P.S. Does anyone know anything about Mammoth, I have not bought my airline tickets yet, so my options are open. Although I am tending towards Oregon, I believe they may have better snow.


----------



## Guest (Mar 23, 2008)

So last night I purchased the tickets last night, they were actually cheaper. I am thinking in getting a hotel like in Welches, since the ones in sandy are about as much. I am looking at about 100 a night. To be honest I do not feel like driving from Portland to the slopes every day and for this trip I can live without night live, I have plenty of that in Ft. Lauderdale. The resort at the mountain in Welches has a good deal, I think i am going to go for it. I probably will take you offer to drive us around, but not sure on what day, We do want to get 3 days of riding. Men hotels are a bit expensive there. Thanks for your help, again, I will let you know of any updates.


When do they dig out the Palmer lift? 
So in all this shour be a good time to visit, considering no road closings and some good terrain open for riding right.

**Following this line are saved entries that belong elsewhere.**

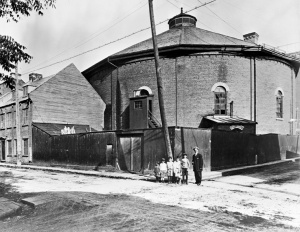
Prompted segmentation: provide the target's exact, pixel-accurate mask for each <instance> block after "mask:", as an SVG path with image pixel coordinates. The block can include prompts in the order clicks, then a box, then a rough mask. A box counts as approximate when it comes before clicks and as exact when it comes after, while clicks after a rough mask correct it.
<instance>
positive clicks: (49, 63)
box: [0, 0, 300, 81]
mask: <svg viewBox="0 0 300 232" xmlns="http://www.w3.org/2000/svg"><path fill="white" fill-rule="evenodd" d="M210 1H212V0H153V4H154V17H155V23H156V24H157V23H160V22H163V21H165V20H167V19H170V18H172V17H173V16H175V15H177V14H179V13H180V8H181V7H183V11H184V12H185V11H189V12H188V14H191V15H193V16H195V17H196V18H197V20H198V21H197V27H199V28H202V29H205V30H209V31H212V32H216V33H220V34H224V35H228V36H232V37H235V38H239V39H243V35H244V34H247V33H250V32H256V33H258V34H259V41H258V43H259V44H267V45H271V46H274V47H278V49H281V50H284V51H286V52H295V51H300V1H299V0H216V1H214V2H212V3H209V4H207V5H206V6H202V7H200V8H197V9H194V8H195V7H197V6H201V5H202V4H203V3H206V2H207V3H208V2H210ZM192 9H194V10H192ZM190 10H191V11H190ZM147 27H150V20H149V5H148V0H126V1H125V0H109V1H108V0H101V1H99V0H85V1H82V0H58V1H57V3H56V8H55V9H54V8H48V9H46V10H45V11H44V15H43V16H40V15H38V14H37V13H32V14H31V15H30V16H29V17H25V16H22V17H21V20H20V21H19V22H18V23H15V22H12V21H11V22H6V19H5V18H0V34H1V35H8V36H12V37H13V38H14V39H15V40H16V41H17V42H19V43H21V44H22V45H24V46H25V47H26V48H27V49H26V52H27V53H29V54H30V55H31V56H32V57H33V59H32V60H31V62H30V64H25V63H24V62H22V63H20V64H19V73H20V74H21V75H22V79H23V80H24V81H28V75H29V73H32V72H36V73H41V74H43V76H44V77H45V76H49V75H52V74H55V73H57V72H59V71H60V70H62V69H63V68H64V67H66V66H67V65H69V64H70V63H74V64H75V65H76V67H77V68H78V69H79V70H80V71H81V72H82V71H84V70H85V69H87V68H89V67H91V66H92V65H94V64H96V63H97V62H99V61H101V60H102V59H104V58H106V57H108V56H110V55H112V54H114V53H116V52H118V51H121V50H123V49H125V48H127V47H129V46H131V45H134V44H136V43H138V42H141V41H143V40H146V39H148V38H150V37H151V31H150V29H147V30H143V31H142V32H138V31H140V30H142V29H145V28H147ZM166 30H168V24H167V21H166V22H164V23H161V24H159V25H157V27H156V32H157V34H160V33H162V32H164V31H166ZM135 32H138V33H135ZM133 33H134V34H133ZM132 34H133V35H132ZM129 35H130V36H129ZM123 37H126V38H123ZM116 40H117V41H116ZM115 41H116V42H115ZM90 50H92V51H91V52H88V51H90ZM82 53H84V54H82ZM79 54H82V55H79ZM72 57H73V58H72ZM0 72H3V70H1V68H0Z"/></svg>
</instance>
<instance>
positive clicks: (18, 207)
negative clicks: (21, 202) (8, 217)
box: [0, 197, 22, 220]
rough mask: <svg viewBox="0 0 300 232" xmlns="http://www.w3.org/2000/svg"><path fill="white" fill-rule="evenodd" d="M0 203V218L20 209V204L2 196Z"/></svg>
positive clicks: (11, 213)
mask: <svg viewBox="0 0 300 232" xmlns="http://www.w3.org/2000/svg"><path fill="white" fill-rule="evenodd" d="M0 204H1V207H0V220H2V219H4V218H7V217H9V216H11V215H14V214H16V213H19V212H20V211H21V210H22V206H21V204H18V203H16V202H14V201H11V200H9V199H7V198H4V197H0Z"/></svg>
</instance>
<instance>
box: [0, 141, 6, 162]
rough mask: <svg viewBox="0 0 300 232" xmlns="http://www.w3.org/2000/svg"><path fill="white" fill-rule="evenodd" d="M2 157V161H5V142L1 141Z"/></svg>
mask: <svg viewBox="0 0 300 232" xmlns="http://www.w3.org/2000/svg"><path fill="white" fill-rule="evenodd" d="M1 157H2V160H5V140H3V139H2V140H1Z"/></svg>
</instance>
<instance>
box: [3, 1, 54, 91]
mask: <svg viewBox="0 0 300 232" xmlns="http://www.w3.org/2000/svg"><path fill="white" fill-rule="evenodd" d="M55 2H56V0H0V18H5V19H6V21H7V22H10V21H14V22H18V21H19V20H20V19H21V16H30V13H31V12H33V11H34V12H37V13H38V14H39V15H43V11H44V9H47V8H48V7H55ZM25 49H26V47H24V46H23V45H21V44H19V43H18V42H16V41H15V40H14V39H13V38H12V37H10V36H5V35H0V66H1V67H2V69H3V70H4V71H7V72H11V71H12V70H13V69H14V68H15V67H16V66H15V65H16V63H17V62H21V61H24V62H25V63H29V62H30V60H31V59H32V57H31V56H30V55H29V54H27V53H26V52H25V51H24V50H25ZM0 79H1V80H4V82H5V83H6V84H7V86H9V87H10V88H12V89H13V88H14V86H15V83H14V80H13V79H12V78H11V77H10V76H8V75H5V74H4V73H0Z"/></svg>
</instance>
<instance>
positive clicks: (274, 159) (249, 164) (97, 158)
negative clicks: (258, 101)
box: [32, 127, 300, 172]
mask: <svg viewBox="0 0 300 232" xmlns="http://www.w3.org/2000/svg"><path fill="white" fill-rule="evenodd" d="M32 132H33V136H32V138H33V140H32V144H33V147H32V149H33V162H35V161H46V162H58V163H64V164H77V165H93V166H97V165H115V164H116V163H115V162H116V158H118V162H119V166H120V167H121V169H123V170H131V171H137V172H138V171H143V170H153V168H154V166H155V163H156V162H157V161H161V159H162V158H163V157H164V158H167V156H166V149H165V144H164V140H163V138H164V137H163V132H162V130H161V128H156V129H145V130H138V131H128V132H122V133H121V132H116V131H111V132H109V131H107V132H96V133H86V134H74V135H61V136H50V135H48V134H47V133H45V132H43V131H41V130H40V129H38V128H36V127H33V131H32ZM169 133H170V138H171V145H172V150H173V154H174V158H176V156H178V155H179V156H181V155H182V153H183V152H185V153H187V155H188V159H189V160H190V161H191V160H192V154H193V151H192V147H194V146H197V147H199V148H200V152H201V153H202V155H203V158H204V169H205V170H206V171H210V170H218V169H224V168H231V167H238V166H244V165H253V164H256V163H257V164H260V163H266V162H270V161H275V160H280V159H285V158H286V154H287V153H291V152H292V153H293V154H294V155H296V156H297V153H298V154H299V152H300V149H299V146H298V142H299V136H288V135H277V134H267V135H253V134H242V133H233V132H225V131H224V132H222V131H214V130H207V129H198V128H179V127H171V128H169Z"/></svg>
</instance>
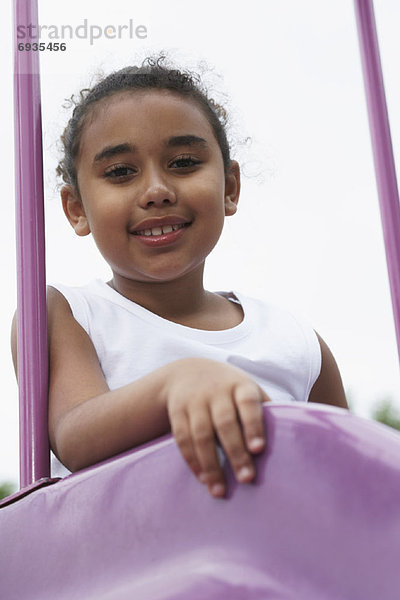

I reserved the hotel already, is in Welches. Not a bad deal.


----------



## Guest (Apr 10, 2008)

Hey snowolf. . .a Is the hostel in Gov. Camp still open in the summer? It's only 20 a night there. You have to have all your crap out beings they lock it from morning till afternoon. But if you have enough room in the rental car that might be an option. You can book online too if you haven't already got arrangements. Or just cancel them. Here's some info about the hostel. Go to Mt. Hood Hostel

FREE STUFF!

* Wireless Internet for your laptop computer
* Lockers
* Showers
* Use of kitchen and refrigerator
* Shuttle to Skibowl West and downtown Government Camp

RATES – All Nightly
$20 1 Night (does not include tax)
$5 Blanket and Top Sheet (or bring your own!)
$3 Towel
$2 Lock


----------



## Guest (Jun 24, 2008)

Go to big mountain montana if you don't mind a big ass hike and being chased by bears:laugh:


----------



## Guest (Jul 31, 2008)

jeez and there i was back in 98-02 wasting so much time just puttzing around in brookings cruizing harris beach and scraping gas money to go to the mall in medford i just wanna slap myself in the face


----------